No PII is logged in our system — only the query entity and risk result.
Webhook signatures verified via HMAC-SHA256 (Razorpay payments).
Third-Party Vendor Security

Every vendor we use. Exactly what they see.

Banks need to assess our vendor chain as part of third-party risk management.

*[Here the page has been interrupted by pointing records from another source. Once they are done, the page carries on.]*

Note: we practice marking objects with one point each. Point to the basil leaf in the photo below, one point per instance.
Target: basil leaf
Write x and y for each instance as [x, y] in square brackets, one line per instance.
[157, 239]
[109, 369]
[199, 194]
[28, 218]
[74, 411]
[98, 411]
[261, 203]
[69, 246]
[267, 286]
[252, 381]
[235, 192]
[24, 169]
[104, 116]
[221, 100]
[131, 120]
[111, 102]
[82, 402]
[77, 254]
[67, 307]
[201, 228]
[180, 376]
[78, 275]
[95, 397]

Here it is in full — no vendor has access to more data than required for their specific function.

Railway.app
APPLICATION HOSTING · SINGAPORE
Hosts the Node.js/Express server and all application code
Region: AWS ap-southeast-1 (Singapore) — India-proximate
Env vars stored encrypted — never in code or logs
Auto-deploy from private GitHub repo only
No Railway employee has access to your query data
Neon (PostgreSQL)
DATABASE · AWS ap-southeast-1
Stores: fraud reports, entity DB, user accounts (bcrypt hashed), payments audit
Connection pooling — no direct DB port exposed publicly
Automatic daily backups · point-in-time recovery
SSL-only connections · TLS 1.3 in transit
SOC 2 Type II certified infrastructure
Razorpay
PAYMENTS · INDIA · RBI LICENSED
PCI-DSS Level 1 certified payment processor
RBI-licensed Payment Aggregator
FraudIntel never sees full card numbers — Razorpay handles all card data
Webhook signatures verified via HMAC-SHA256
Indian company — DPDP Act applicable
Resend
TRANSACTIONAL EMAIL
Sends only: account verification, password reset, billing alerts, API alerts
Receives: recipient email address + email content only
No fraud query data or user PII beyond email address shared
SPF + DKIM configured on fraudintel.in domain
Groq / Gemini API
AI INFERENCE · US-HOSTED
Used for: fraud text analysis and agent task generation only
Receives: anonymised fraud query text — no user PII, no account data, no payment data
Queries do not include: names, Aadhaar numbers, account numbers, or contact details
Data retention: zero-day policy requested on all inference calls
Fallback: if Groq unavailable, rule-based detection activates automatically
CallMeBot (WhatsApp)
ALERTING · OPTIONAL
Used only for admin fraud alert notifications — opt-in
Receives: alert text only — no user data, no payment data
Admin phone number stored only in Railway env vars
Can be disabled by removing CALLMEBOT_PHONE env var
Incident Response

What happens when something goes wrong.

CERT-In Directions 2022 mandate specific timelines. We exceed them. Here is the exact playbook triggered on any security incident.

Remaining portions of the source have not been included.